I was head over heels about the characters and story of Norman’s MY DARLING DETECTIVE, so I was drawn to this as well. A very different story, of course, and quite noir-ish. In this, he tackles several themes—my favorite being how memories identify us, color us in, or leave us more blank than we want to be. Memories and missing. But Norman also grapples with grief, fertility, marriage, loss, and the whole poetry of life (and there is poetry!).
During the opening pages, we learn that Simon, an underrated writer who died a few years ago, still inhabits the farmhouse in East Calais, Vermont (where Howard Norman lives), where he lived with his wife, Lorca, an artist who creates Emily Dickinson-inspired paintings. Still mourning Simon’s loss and some unresolved feelings, she sells to a couple, Muriel and Zachary. But Simon, the “stenographer” of death, still inhabits the house, mainly the library, and often inadvertently sets off the security alarm, signaling "Motion in Library."

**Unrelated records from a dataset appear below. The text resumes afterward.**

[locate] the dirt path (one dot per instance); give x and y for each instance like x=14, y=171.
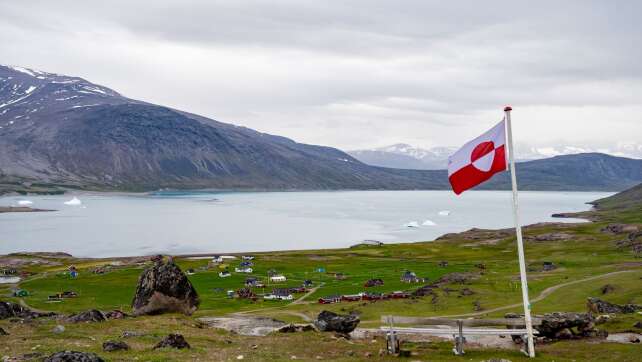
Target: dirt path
x=545, y=293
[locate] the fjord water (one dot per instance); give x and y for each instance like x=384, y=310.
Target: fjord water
x=201, y=222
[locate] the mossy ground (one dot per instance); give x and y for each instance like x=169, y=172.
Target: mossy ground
x=590, y=253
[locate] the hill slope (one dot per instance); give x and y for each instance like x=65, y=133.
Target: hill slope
x=63, y=130
x=66, y=130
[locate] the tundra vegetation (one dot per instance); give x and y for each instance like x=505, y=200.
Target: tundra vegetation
x=480, y=278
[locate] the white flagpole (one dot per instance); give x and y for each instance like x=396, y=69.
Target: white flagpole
x=520, y=242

The title refers to an alleged clause in Vermont concerning the sale of homes. If the house is haunted, you must disclose that to potential buyers. There’s a missing child, and one of the buyers is Zachary, a detective newly hired at the very small but prestigious Green Mountain Detective Agency. He becomes obsessed with the case and finding Corrine, the little girl, a moth-loving eleven-year-old with autism. His wife, Muriel, translates Japanese poetry, particularly of a (fictional) poet that uses parenthesis to declare his most intimate and romantic sentiments. Muriel embraces and mimics these parenthetical poems to flirt with Zachary, but also because it is the subject of her book. But, they, too, have some unresolved issues. The missing and missing pieces flourish in meaning.
In fact, most of the novel has a kind of flirty voice to it--even when Simon is trying to be mordant, there is a light but poignant touch to his portrait as the pining dead. Memories and the missing. In totality, the primary thrust of the novel is Simon’s ghostly narration of memories and how his marriage to Lorca reflects and refracts Muriel and Zach’s marriage, and those unresolved pieces so relatable to readers and writers alike. I’m just sharing a brief overview of the theme that touched me the most. Simon says:
“…I was envious of people with repressed memories. Well, now, as memories arrive one after the next, I feel I am becoming almost entirely composed of them…I’, standing in a field out back and my own private drive-in movie screen is there and I have no choice as to which moments in the past are projected onto it.” And, oh, what fuss this can cause to someone stuck between two worlds!